192.168.1.4 is the FCserver machine, our FinalCut Server. It's an Xserve, but not a metadata controller. It was at one point, but it's been demoted, removed from the SAN and readded as a client. Thie FinalCut Server is now starting to crash and disconnect from the SAN frequently, but only from SAN1, not SAN2 or SAN3. 

More errors from MDC2:

fsm: Xsan FFS ' FSN_SAN[1]'L Node 192.168.1.12 [13] does nt support Directory Quotas. DQ limits will not be enforced on this client.

This is one of the edit bays. We don't have any quotas set in Xsan Admin, nor have we ever on any of the machines to my knowledge. I know we have a Directory Server set up, but I don't think it has any quotas attached to it either.

 

Finally, for the Xsanity occurring on MDC3/Shareserverfrom MDC2:

fsm: Xsan FFS ' FSN_SAN3[0]'L Node 192.168.1.4 [85] does not support Directory Quotas. DQ limits will not be enforced on this client.

fsm: Xsan FFS ' FSN_SAN[1]'L Node 192.168.1.4 [67] does not support Directory Quotas. DQ limits will not be enforced on this client.
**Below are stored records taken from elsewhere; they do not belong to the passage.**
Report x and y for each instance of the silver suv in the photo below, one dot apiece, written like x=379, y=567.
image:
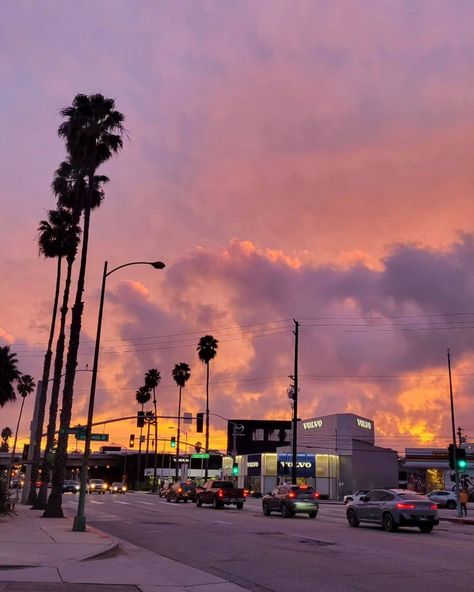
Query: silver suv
x=392, y=508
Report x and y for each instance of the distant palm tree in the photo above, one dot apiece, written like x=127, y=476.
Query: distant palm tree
x=5, y=435
x=93, y=131
x=181, y=374
x=152, y=380
x=25, y=386
x=8, y=374
x=143, y=395
x=207, y=351
x=58, y=235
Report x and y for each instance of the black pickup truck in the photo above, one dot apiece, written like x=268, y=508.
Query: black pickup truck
x=220, y=494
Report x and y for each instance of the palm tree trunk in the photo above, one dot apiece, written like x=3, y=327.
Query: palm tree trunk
x=12, y=458
x=44, y=391
x=206, y=466
x=155, y=459
x=53, y=406
x=54, y=505
x=139, y=457
x=178, y=434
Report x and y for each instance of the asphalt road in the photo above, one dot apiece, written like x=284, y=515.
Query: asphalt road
x=271, y=554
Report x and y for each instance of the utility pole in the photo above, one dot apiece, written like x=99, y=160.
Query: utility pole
x=456, y=471
x=295, y=405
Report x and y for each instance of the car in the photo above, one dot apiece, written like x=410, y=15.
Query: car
x=118, y=487
x=392, y=508
x=181, y=491
x=97, y=486
x=164, y=488
x=444, y=499
x=352, y=496
x=70, y=486
x=289, y=500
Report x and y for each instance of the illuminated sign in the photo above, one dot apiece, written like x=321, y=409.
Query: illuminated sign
x=315, y=423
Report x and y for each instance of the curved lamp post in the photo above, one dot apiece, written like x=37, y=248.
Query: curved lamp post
x=80, y=518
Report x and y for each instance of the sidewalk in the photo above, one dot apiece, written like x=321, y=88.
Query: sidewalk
x=43, y=554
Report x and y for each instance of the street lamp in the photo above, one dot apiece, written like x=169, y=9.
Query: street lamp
x=79, y=524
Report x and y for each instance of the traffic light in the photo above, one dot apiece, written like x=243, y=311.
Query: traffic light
x=460, y=453
x=461, y=459
x=199, y=421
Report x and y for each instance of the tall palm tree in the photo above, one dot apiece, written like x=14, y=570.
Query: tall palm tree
x=58, y=235
x=143, y=395
x=5, y=435
x=207, y=351
x=181, y=374
x=93, y=131
x=64, y=186
x=152, y=380
x=8, y=374
x=25, y=386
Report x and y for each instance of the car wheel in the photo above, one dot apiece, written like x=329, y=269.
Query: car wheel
x=352, y=519
x=388, y=522
x=426, y=527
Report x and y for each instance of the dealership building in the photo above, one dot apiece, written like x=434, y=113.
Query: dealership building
x=336, y=454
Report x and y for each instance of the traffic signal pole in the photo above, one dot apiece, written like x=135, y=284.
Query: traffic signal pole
x=453, y=427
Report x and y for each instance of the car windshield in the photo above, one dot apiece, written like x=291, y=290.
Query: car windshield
x=410, y=495
x=302, y=490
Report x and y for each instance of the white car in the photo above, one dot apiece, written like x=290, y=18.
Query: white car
x=445, y=499
x=355, y=496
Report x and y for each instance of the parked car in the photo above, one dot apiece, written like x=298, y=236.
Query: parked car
x=352, y=496
x=444, y=499
x=118, y=487
x=181, y=491
x=392, y=508
x=164, y=488
x=97, y=486
x=71, y=486
x=289, y=500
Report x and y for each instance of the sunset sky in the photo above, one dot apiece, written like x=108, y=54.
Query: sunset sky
x=308, y=160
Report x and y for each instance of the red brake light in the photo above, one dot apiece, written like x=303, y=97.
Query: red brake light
x=405, y=506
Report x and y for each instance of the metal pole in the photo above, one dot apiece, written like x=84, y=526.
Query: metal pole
x=453, y=427
x=295, y=406
x=79, y=524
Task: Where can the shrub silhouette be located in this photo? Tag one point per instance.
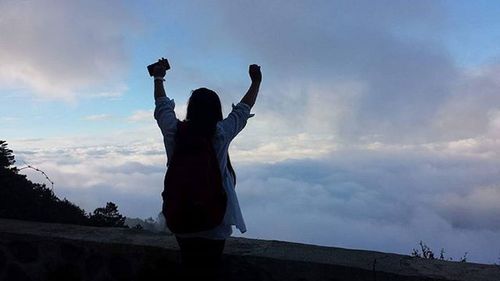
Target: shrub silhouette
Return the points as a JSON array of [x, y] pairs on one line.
[[22, 199]]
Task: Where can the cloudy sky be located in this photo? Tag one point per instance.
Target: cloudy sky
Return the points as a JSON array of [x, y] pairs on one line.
[[377, 124]]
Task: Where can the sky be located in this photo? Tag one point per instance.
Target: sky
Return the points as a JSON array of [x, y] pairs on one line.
[[377, 125]]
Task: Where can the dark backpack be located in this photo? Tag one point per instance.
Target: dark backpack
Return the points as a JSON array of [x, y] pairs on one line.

192.168.1.4 is our MDC3/ShareServer. IT was a client once upon a time, but should not be a client now. It's a metadata controller, and was in fact hosting SAN2 and SAN3 when these errors occurred.

Also from MDC3:

fsm: Xsan FSS 'FSN-SAN3[0]': SNFS Client '192.168.1.4' (192.168.1.4) disconected unexpectedly from the file system 'FSN_SAN3', reason: client socket shut down

And then after these messages, there came a TON of these two messages back to back spam repeated over and over

fsm: Xsan FSS 'FSN_SAN[1]': Node 192.168.1.4 does not support Directory Quotas. DQ limits will not be enforced on this client.

fsm: Xsan FSS 'FSN_SAN[1]': SNFS client 192.168.1.4 (192.168.1.4) discconected unexpectedly from file systrem 'FSN_SAN', reason: client socket shut down

Any help on any of these error messages would be much appreciated.

 

 

 

 

During all of this, MDC3/Shareserver took over hosting SAN1 (as we configured it to do). However, it's console logs are strewn with all manner of errors.

 

 

bpolyak's picture

What you have had was two consecutive failovers. Xsan does not have failback.

Xsan Admin errors have nothing to do with it. Xsan Admin is nothing but a management layer on top of the actual file system. Never mind those.
The rest of your errors have nothing to do with actual file system restarts.
Client socket shutdown errors also are most likely a result of a restart, not a reason behind it.

Search your logs for a word PANIC. If there's an error in your filesystem, it would cause a PANIC error, and a forced failover.
Check out cvlogs of the file system: they reside in /Library/Logs/Xsan/data/[Volume name]/cvlog or something similar (can't look it up right now).

Do you experience any other issues apart from a restart? Does the filesystem hang forever for some clients until they force reboot? Do files disappear?
Could you also check sleep settings on the controllers, and check that they are not set to automatically install updates and restart?